Ten ways to boost your Immune System naturally to ward off seasonal colds and flus. A strong immune system helps a person stay healthy by fighting off bacteria and viruses.
Immunity is a complex biological system endowed with the capacity to recognize and tolerate whatever belongs to the self, and to recognize and reject what is foreign (non-self). Everyone is born with innate (or natural) immunity, a type of general protection. But the adaptive (or active) immunity develops throughout our lives, following healthy lifestyle habits and eating good nourishing food.
Healthy immune system is supported by getting good sleep, eating healthy meals, managing stress, exercising regularly, drinking lots of lukewarm fluids, and spending time outdoors in sun.
Your immune system is your defense mechanism against disease-causing microorganisms. During flu seasons you need to intervene in your lifestyle to make certain changes to boost your immunity. You need to include immune boosting diet, vitamins, herbal preparations along with some lifestyle changes to boost your immune system during flu season.
Your first line of defense to support immunity is to choose a healthy lifestyle. As with most things in your body, a healthy diet is key to a strong immune system.
Ten Ways to Boost Your Immune System Naturally
- Drink Bone Broth or Bathua or Kala Chana Broth
- Up your vitamin C and vitamin D supplements and include multivitamin and zinc. supplements may fight viral infections
- Include garlic in your meals.
- Eat a plant based diet that is high in seasonal fruits and vegetables. Several whole plant foods contain antioxidants, fiber, and vitamin C, all of which may lower your susceptibility to illness.

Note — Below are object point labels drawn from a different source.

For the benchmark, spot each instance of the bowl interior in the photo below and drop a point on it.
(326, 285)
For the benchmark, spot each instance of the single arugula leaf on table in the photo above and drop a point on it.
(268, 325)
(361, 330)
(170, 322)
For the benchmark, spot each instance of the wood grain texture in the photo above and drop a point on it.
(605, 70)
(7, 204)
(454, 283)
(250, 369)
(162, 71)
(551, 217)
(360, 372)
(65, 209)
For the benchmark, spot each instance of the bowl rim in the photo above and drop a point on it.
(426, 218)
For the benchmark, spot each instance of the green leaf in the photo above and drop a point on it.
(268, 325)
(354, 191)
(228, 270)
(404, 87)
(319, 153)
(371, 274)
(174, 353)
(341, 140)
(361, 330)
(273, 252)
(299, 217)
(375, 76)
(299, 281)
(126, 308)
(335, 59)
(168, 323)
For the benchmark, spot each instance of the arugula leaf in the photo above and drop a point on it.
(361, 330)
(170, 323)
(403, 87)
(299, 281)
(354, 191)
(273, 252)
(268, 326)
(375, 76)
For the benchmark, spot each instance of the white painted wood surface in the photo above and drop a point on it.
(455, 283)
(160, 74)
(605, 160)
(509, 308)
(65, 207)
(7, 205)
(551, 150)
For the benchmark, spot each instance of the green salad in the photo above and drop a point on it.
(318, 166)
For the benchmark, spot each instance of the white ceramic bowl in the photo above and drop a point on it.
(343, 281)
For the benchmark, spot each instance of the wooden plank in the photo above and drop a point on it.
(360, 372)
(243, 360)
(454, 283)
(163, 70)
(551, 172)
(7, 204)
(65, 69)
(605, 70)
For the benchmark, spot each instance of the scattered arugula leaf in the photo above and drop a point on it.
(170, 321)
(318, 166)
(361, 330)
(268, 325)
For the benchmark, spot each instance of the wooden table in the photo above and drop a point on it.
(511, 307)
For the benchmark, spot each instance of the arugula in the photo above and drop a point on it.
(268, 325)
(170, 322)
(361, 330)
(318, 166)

- Include Healthy fats like desi ghee, olive oil and omega-3s as they are highly anti-inflammatory. Since chronic inflammation can suppress your immune system, these fats may naturally combat illnesses.
- Gut health and immunity are deeply interconnected. Fermented foods and probiotics may bolster your immune system by helping it identify and target harmful pathogens.
- Avoid meat and root based vegetables during this time.
- Avoid processed foods or high simple sugar intake during this time. Lowering your sugar intake may decrease inflammation and your risk of these conditions.
- You must have at least 7 hours of sleep per night and lowering your stress levels through meditation, yoga, exercise, and other practices can help keep your immune system functioning properly.
- Moderate exercise can reduce inflammation and promote the healthy turnover of immune cells. Jogging, biking, walking, swimming, and hiking are great options.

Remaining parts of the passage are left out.